Explanation: In the input array, the element ‘1’ appears three times, and the element ‘2’ appears two times. The top 2 frequent elements are ‘1’ and ‘2’.

Solution in C++:

#include <iostream>
#include <vector>
#include <unordered_map>
#include <queue>

// Function to find the k most frequent elements in the array
std::vector<int> topKFrequent(std::vector<int>& nums, int k) {
    // Create a hash map to store the frequency count of each element
    std::unordered_map<int, int> freqMap;

    // Count the frequency of each element in the array
    for (int num : nums) {
        freqMap[num]++;
    }

    // Create a priority queue (min heap) to store the k most frequent elements
    std::priority_queue<std::pair<int, int>, std::vector<std::pair<int, int>>, std::greater<std::pair<int, int>>> pq;

    // Push elements and their frequencies into the priority queue
    for (auto it = freqMap.begin(); it != freqMap.end(); ++it) {
        pq.push(std::make_pair(it->second, it->first));

        // Keep the size of the priority queue at most k
        if (pq.size() > k) {
            pq.pop();
        }
    }

    // Extract the top k frequent elements from the priority queue
    std::vector<int> result;
    while (!pq.empty()) {
        result.push_back(pq.top().second);
        pq.pop();
    }

    // Reverse the result to get the elements in descending order of frequency
    std::reverse(result.begin(), result.end());

    return result;
}

int main() {
    std::vector<int> nums = {1, 1, 1, 2, 2, 3};
    int k = 2;

    std::vector<int> result = topKFrequent(nums, k);

    std::cout << "The top " << k << " frequent elements are: ";
    for (int num : result) {
        std::cout << num << " ";
    }
    std::cout << std::endl;

    return 0;
}

Explanation:

  1. The topKFrequent function takes a reference to a vector of integers nums and an integer k.
  2. Inside the topKFrequent function, we create a freqMap using an unordered map (hash map) to store the frequency count of each element in the input array nums.
  3. We create a priority queue (min heap) named pq to store the k most frequent elements.
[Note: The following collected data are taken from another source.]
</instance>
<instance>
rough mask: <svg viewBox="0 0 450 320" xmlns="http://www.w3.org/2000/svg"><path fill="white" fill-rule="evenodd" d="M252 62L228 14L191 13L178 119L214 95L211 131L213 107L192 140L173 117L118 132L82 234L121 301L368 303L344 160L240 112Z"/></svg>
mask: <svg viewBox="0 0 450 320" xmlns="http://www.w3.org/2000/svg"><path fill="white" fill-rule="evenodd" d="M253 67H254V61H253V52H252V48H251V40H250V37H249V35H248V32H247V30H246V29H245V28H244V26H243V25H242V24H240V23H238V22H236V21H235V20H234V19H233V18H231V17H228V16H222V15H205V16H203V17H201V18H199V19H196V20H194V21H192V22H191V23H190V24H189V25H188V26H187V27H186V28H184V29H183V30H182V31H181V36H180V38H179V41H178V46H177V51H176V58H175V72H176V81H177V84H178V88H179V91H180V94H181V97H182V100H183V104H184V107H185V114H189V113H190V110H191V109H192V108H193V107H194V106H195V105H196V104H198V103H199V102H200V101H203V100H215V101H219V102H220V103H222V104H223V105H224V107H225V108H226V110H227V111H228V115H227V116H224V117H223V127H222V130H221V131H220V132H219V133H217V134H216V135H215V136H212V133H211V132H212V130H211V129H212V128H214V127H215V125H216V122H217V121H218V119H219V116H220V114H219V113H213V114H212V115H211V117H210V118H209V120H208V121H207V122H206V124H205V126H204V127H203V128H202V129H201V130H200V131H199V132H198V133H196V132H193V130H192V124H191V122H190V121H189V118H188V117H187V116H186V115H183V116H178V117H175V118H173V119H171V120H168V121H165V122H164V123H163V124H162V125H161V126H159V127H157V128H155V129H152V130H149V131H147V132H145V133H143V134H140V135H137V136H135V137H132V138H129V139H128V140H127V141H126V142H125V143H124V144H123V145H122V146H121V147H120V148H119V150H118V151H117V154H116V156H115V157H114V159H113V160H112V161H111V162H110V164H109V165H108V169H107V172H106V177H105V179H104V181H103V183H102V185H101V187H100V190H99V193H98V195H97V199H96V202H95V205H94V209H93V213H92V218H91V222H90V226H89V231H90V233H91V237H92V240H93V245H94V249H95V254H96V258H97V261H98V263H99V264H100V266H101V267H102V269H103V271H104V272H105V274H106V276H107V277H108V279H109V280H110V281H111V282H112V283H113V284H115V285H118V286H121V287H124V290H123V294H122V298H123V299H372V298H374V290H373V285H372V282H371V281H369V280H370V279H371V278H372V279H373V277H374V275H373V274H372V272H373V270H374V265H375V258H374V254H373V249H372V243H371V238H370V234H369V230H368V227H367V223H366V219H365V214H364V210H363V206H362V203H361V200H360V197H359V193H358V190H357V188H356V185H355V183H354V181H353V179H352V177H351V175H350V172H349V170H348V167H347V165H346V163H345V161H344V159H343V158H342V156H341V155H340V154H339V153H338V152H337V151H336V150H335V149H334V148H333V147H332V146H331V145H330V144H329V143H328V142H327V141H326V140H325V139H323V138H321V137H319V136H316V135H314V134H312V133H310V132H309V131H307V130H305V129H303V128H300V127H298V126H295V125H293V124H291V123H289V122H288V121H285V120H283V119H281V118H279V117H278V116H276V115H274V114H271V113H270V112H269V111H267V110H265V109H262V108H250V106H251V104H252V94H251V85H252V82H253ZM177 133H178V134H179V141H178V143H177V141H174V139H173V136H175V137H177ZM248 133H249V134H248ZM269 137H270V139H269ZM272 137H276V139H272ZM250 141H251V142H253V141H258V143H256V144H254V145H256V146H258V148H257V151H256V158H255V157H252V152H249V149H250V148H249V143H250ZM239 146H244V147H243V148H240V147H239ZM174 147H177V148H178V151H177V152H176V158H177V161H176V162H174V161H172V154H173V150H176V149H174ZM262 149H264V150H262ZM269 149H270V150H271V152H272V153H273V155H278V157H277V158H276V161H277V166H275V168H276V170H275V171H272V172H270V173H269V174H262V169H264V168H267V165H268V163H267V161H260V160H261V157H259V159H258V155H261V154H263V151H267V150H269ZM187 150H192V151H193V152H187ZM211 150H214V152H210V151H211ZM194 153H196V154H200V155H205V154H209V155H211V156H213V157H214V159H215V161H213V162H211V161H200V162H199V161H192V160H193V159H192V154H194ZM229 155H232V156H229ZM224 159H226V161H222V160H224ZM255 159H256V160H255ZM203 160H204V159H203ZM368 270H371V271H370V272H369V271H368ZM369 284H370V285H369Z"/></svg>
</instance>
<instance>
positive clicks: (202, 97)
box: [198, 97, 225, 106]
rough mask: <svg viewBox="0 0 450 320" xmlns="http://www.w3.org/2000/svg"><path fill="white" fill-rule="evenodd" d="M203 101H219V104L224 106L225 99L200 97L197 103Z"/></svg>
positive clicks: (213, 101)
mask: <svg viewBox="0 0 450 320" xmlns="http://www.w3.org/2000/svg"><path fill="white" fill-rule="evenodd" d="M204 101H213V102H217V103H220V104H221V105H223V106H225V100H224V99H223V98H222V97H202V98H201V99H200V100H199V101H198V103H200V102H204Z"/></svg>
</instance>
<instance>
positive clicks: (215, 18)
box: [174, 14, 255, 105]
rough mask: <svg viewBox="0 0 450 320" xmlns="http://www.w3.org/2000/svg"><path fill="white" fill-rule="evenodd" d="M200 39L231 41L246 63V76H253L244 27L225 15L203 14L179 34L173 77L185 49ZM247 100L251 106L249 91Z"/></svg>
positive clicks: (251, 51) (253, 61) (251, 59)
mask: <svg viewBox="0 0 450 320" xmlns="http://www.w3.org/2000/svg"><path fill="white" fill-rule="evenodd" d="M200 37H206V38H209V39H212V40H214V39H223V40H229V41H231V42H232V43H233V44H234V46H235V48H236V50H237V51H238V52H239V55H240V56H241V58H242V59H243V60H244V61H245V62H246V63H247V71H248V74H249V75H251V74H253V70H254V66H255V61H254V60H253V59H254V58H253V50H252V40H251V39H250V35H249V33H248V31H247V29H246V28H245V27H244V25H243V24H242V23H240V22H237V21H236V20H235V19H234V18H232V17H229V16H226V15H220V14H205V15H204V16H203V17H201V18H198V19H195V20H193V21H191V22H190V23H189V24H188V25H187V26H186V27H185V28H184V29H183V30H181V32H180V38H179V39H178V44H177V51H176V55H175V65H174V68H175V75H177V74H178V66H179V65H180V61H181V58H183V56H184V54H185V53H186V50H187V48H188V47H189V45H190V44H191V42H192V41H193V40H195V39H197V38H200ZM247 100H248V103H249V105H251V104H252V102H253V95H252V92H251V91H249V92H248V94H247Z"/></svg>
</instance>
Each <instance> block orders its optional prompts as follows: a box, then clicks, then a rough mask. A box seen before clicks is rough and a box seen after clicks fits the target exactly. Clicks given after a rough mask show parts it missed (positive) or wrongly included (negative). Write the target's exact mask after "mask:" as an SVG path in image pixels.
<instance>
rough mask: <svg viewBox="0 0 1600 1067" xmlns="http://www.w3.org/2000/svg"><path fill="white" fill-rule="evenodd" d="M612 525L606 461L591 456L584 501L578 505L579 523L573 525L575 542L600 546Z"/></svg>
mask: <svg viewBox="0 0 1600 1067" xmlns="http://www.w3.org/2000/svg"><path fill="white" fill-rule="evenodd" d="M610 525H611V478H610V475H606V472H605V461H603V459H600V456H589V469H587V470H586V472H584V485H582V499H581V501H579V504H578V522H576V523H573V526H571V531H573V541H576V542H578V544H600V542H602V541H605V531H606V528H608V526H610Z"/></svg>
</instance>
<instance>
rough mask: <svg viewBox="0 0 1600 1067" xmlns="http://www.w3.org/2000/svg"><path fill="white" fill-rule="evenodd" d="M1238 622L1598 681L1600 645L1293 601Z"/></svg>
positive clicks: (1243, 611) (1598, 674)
The priority queue will store pairs of elements and their frequencies, with the frequencies being used as the priority key.
  4. We iterate through the freqMap and push each element-frequency pair into the priority queue. When the size of the priority queue exceeds k, we remove the smallest element (the one with the lowest frequency) from the queue using pq.pop().
  5. After processing all elements, the priority queue will contain the k most frequent elements.
  6. We extract the elements from the priority queue and store them in the result vector. Since the priority queue is a min heap, the elements with the highest frequency will be at the bottom of the queue. So, we reverse the result vector to get the elements in descending order of frequency.

Time Complexity:

The time complexity of this solution is O(n log k), where n is the number of elements in the input array nums. Building the frequency map takes O(n) time, and the priority queue operation of size k takes O(log k) time. In the worst case, where k is close to n, the time complexity approaches O(n log n).

Space Complexity:

The space complexity of this solution is O(n), where n is the number of elements in the input array nums. This is because we use an unordered map to store the frequency count, and a priority queue to store the top k frequent elements. In the worst case, where all elements have unique frequencies, the priority queue can hold up to n elements.